Estos son los resultados derivados de las preferencias de l@s italianos y conformados por una ley electoral, el llamado Rosatellum (1) que cambió las reglas del juego durante el transcurso del partido. Irrelevante electoralmente (1,1% y ningún escaño) el resultado de los “nuestr@s” es decir, de los mejores y más combativos compañeros y compañeras precipitadamente reunidos, a pocos días de las elecciones, bajo la sigla Potere al Popolo.

La lección es que se ha acabado el tiempo de los Comités Electorales que se despiertan únicamente en visperas de elecciones.

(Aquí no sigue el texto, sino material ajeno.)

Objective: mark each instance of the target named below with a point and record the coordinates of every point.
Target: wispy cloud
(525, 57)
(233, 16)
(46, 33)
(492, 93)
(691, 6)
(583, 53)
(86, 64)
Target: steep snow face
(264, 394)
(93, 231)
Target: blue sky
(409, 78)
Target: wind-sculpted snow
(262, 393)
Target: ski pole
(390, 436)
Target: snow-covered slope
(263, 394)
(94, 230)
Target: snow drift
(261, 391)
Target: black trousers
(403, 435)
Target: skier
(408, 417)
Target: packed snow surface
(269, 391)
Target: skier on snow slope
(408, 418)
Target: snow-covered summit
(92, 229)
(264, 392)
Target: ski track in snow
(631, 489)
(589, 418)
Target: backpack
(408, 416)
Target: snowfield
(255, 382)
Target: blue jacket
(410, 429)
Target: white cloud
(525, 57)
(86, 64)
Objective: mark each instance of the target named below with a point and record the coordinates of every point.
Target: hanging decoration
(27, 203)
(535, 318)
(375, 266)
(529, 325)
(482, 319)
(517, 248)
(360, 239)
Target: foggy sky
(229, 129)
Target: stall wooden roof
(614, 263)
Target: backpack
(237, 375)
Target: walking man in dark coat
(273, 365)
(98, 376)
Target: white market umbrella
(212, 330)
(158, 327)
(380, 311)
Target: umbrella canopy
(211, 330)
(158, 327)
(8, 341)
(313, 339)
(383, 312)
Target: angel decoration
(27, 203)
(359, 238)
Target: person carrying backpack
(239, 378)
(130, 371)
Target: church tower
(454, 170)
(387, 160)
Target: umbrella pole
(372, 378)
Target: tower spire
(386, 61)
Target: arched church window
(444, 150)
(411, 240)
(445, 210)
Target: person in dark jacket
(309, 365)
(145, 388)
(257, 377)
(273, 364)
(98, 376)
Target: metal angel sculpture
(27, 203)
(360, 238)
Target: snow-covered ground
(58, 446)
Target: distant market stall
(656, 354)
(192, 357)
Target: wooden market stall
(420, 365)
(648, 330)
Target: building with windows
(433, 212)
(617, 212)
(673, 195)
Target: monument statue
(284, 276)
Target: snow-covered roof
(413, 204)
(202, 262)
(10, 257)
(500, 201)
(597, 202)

El contexto de estas elecciones.

Se llega estas elecciones del 4 de marzo de 2018 en contexto definido por

  1. a) el gobierno “técnico” de Mario Monti, el hombre que llevó a cabo la primera operación clave que garantizaba la supremacía absoluta e incondicional de los mecanismos de mercado, de las empresas, del beneficio capitalista insertando en 2011 en la Constitución el Fiscal Compact, -el artículo 135 de allí- es decir el compromiso constitucional del Estado italiano de no tener déficit en su presupuesto, es decir consagrando los recortes al gasto social sine die y subordinando a ello todo tipo de derechos sociales.
  2. b) el sucesivo gobierno de Renzi, que se vendió como auténtico administrador delegado del “capitalismo nacional”: ninguno de los dos intentos consiguió invertir la tendencia del declive de la “empresa Italia” (análogo a la “marca España”), como les gusta definirla a estos líderes ultra liberales;
  3. c) la dimisión de Renzi tras hacer el ridículo en el referéndum para la reforma constitucional y el gobierno de Paolo Gentiloni, a partir de diciembre de 2016. Gentiloni, de 63 años, católico, hijo de una familia de condes y hasta entonces ministro de Exteriores, conocido como ‘el adaliz de Renzi’ o el ‘Renzi sin Renzi’.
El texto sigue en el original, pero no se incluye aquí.